The movie centres on the character Paul (played by Colin Firth), and his obsession with football, and more specifically his beloved Arsenal. His consuming passion does not always sit easily with his personal relationships and his interactions with the "real world". This is all set against the backdrop of Arsenal's challenge for the 1988-89 League championship title.
I haven't read Hornby's book, a serious oversight I admit, but at least this didn't mean that I was constantly comparing film to book, invidious though such comparisons would have been anyway.
For me the best thing about the picture is the performance of Colin Firth as Paul. I've generally not been a major fan of his, but here he is immensely likeable and endearing as an "everyman" figure, genial but, like all of us, flawed.
Paul's new girlfriend Sarah (played by Ruth Gemmell) might initially seem like something of a stereotype, but the character injects the "tension" which is essential to making the whole thing work. I am perhaps not qualified to comment on the performance of the actress, as I haven't known many people like her character! Holly Aird, who I have always been a fan of, provides some good moments as Sarah's friend Jo.
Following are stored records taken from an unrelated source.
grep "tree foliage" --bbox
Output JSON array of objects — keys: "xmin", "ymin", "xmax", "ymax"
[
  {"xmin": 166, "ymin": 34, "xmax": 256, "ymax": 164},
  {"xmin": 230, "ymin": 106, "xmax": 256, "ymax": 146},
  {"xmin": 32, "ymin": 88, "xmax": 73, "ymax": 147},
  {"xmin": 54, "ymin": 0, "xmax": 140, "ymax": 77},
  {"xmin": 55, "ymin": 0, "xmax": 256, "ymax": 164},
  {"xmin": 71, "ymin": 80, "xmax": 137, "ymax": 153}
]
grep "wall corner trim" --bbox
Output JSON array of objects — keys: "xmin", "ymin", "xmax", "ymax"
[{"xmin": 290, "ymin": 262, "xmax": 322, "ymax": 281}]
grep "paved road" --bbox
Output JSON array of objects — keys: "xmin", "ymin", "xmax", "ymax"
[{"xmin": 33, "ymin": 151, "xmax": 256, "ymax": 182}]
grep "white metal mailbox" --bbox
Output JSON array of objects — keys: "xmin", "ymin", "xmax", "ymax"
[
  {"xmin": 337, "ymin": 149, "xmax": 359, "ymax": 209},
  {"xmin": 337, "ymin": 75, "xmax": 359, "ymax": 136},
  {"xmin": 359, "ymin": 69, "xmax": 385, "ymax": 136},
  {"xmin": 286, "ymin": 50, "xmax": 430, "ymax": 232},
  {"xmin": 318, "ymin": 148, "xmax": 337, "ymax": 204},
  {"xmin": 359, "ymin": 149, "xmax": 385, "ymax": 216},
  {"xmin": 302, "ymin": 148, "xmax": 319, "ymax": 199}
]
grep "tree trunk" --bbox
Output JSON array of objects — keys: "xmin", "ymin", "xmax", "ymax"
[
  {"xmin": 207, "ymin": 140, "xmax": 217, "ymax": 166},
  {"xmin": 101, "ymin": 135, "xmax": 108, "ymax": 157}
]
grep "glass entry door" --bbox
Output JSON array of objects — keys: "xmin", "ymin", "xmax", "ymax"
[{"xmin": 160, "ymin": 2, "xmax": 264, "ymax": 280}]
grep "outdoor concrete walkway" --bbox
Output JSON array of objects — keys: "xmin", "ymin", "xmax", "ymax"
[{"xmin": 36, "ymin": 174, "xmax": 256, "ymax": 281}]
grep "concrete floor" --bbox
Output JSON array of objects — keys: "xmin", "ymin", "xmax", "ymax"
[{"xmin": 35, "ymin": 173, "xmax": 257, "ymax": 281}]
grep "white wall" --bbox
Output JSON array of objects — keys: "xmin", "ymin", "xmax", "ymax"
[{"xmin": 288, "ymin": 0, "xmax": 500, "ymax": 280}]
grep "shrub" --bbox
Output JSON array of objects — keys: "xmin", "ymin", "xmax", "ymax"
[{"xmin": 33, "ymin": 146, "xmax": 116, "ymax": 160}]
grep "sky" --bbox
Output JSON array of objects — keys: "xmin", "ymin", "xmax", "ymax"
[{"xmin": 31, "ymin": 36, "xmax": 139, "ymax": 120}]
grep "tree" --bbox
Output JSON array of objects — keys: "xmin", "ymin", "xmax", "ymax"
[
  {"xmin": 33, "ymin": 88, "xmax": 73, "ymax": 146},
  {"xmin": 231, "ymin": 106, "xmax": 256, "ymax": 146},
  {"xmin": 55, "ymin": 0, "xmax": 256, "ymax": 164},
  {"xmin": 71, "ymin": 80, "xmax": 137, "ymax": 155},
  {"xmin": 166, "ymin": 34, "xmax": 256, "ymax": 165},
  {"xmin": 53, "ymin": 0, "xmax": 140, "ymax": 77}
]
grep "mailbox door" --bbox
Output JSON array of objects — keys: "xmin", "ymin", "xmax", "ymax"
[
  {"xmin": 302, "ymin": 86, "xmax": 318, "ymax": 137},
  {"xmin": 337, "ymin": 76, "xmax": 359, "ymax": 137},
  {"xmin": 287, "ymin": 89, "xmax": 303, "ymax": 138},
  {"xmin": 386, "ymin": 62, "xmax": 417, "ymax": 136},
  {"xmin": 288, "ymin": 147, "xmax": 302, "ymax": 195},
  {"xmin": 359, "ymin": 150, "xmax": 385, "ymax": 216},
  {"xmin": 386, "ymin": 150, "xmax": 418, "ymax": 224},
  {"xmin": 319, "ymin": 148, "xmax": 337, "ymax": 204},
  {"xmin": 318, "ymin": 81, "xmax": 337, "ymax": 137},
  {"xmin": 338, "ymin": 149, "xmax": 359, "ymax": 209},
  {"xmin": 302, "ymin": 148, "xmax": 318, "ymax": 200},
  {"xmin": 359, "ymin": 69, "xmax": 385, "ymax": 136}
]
This movie is now a bit of a time capsule, largely set as it is at a time when football was still seen by many as an undesirable, murky sub-culture. The post-Italia 90 broadening of the game's appeal, and its attendant new-found respectability, make some of the dialogue seem quaint, and I'm not sure whether this would have worked as well if it was set in the 21st century football/cultural environment.
Like so many modern films, it is well-produced and comfortable in that bland fashion. The dialogue is relatively subtle, though, even oblique, and the "philosophizing" is well-pitched and quite credible, doubtless due to the involvement of Nick Hornby. So many similar works overdo the "meaning of life" angle, but here it is done sparingly and adroitly.
There are some retro/flashback sequences, mostly set in the late 1960s and early 1970s, which help us to trace and comprehend the origins of Paul's obsession. These are quite sweet, and Luke Aikman does a good, convincing job as the young Paul, as does Neil Pearson as Paul's father.
I guess that the main themes of the film are those of "growing up", and the extent to which we need balance in our lives between the practical and the more "irrational" pursuits. Do we need both in order to be truly happy, content and fulfilled? However much we kid ourselves, some of our impulses can never be truly suppressed. They endure, and perhaps what matters is how we manage them.
"Fever Pitch" does have very faint echoes of the romantic comedies which were so prevalent during the 1990s, but the vacuity and schmaltz are thankfully absent. In its understated way, it is more like an art film, although elements of the ending border on the corny.
Not a masterpiece by any means, but entertaining and heart-warming.